Let our meat producer go

Shmuley Boteach, writing in the Jerusalem Post, wants to know why Sholom Rubashkin is languishing in an Iowa jail while Bernard Madoff gets to confined to his Park Avenue pad. Both men are accused of serious crimes, but a federal judge ruled that Rubashkin, by virtue of Israel’s Law of Return, is a flight risk and ordered him detained. Where is the Jewish outrage, Botech wonders:

It is possible that there are uncharitable motives behind the absence of any Jewish outrage to a ruling with potentially devastating consequences to our community’s basic rights. Until he imploded, Bernie Madoff was in a business Jews consider sophisticated and noble, finance. He was a secular Jew who made good on Wall Street and even brought the community pride by becoming chairman of Nasdaq. Rubashkin, by contrast, was essentially a glorified shochet and butcher, the country’s largest producer of kosher meat. Rubashkin’s beard and black hat were enough to unnerve many Jews. But that his missteps at Agriprocessors highlighted what others consider the unsavory sight of Jewish ritual slaughter all but guaranteed Rubashkin’s total abandonment at the hands of American Jewry.

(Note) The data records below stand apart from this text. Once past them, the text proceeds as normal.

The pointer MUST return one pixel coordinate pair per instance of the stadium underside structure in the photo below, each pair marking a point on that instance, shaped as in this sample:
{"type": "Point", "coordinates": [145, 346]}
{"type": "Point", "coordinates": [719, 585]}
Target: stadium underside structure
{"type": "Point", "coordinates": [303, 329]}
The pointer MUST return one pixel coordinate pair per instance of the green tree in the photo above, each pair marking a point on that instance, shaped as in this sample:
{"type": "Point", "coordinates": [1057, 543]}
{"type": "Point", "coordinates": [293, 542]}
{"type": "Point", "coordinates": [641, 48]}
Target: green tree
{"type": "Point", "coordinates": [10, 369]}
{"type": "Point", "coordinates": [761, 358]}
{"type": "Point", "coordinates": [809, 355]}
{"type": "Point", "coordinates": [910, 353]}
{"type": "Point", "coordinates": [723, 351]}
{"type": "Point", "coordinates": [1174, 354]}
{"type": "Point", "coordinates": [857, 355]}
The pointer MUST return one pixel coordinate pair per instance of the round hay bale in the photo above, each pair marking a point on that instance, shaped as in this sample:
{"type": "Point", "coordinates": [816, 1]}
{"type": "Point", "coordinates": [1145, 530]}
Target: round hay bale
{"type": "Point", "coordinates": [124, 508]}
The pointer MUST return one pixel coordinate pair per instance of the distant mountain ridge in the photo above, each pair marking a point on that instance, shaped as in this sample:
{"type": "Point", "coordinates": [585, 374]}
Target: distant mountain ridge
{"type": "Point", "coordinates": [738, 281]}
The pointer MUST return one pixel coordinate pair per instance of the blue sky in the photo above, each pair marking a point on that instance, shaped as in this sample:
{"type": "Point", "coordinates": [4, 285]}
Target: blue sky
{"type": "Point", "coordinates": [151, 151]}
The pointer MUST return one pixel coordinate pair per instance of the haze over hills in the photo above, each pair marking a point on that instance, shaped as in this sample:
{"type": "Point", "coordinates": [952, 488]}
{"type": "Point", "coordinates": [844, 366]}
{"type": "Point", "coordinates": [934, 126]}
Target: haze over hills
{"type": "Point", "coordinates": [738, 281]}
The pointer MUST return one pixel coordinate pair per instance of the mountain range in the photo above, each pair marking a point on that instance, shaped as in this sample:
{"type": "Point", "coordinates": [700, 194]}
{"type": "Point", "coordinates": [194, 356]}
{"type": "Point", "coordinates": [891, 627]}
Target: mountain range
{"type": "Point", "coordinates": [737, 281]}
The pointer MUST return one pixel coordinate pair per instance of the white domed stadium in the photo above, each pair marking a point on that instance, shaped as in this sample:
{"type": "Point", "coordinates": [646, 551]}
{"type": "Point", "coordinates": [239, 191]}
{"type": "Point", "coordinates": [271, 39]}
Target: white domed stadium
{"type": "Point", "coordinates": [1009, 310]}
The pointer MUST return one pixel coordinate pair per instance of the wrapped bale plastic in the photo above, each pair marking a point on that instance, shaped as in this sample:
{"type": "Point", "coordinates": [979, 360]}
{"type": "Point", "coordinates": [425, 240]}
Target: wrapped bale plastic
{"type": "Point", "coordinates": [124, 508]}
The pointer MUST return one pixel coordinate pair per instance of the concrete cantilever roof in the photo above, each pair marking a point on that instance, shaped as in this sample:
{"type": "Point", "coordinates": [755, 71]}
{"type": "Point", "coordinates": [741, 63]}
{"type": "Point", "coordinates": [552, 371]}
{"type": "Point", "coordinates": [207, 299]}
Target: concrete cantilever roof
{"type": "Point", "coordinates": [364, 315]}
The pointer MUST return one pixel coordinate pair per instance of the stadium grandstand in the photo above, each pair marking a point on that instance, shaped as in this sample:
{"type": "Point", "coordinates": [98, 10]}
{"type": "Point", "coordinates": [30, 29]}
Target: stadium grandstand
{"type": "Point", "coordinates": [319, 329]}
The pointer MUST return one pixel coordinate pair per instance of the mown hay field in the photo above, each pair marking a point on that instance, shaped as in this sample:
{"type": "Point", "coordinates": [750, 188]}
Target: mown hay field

This explains why, in sharp contrast to what is developing in the kosher meat industry, there has been no move afoot to establish something akin to "Hechsher Tzedek," a rabbinic certificate of ethical excellence, for financial institutions. After all, how is it that when so many of the people going to jail on Wall Street turn out to be Jewish, the Modern Orthodox and Conservative movements have not immediately launched a campaign, as they are doing with kosher meat, to evaluate firms that invest Jewish money to ensure that they conform to the highest ethical norms in terms of treatment of employees and overcompensation of dead-beat executives?

Why is it that only kosher meat is being singled out as being in need of ethical reform? I suggest it is because the Jewish community has an obvious sense of discomfort with ritual observances that the non-Jewish world finds confusing or distasteful rather than the Jewish money machine which, when it works soundly, everyone rather enjoys.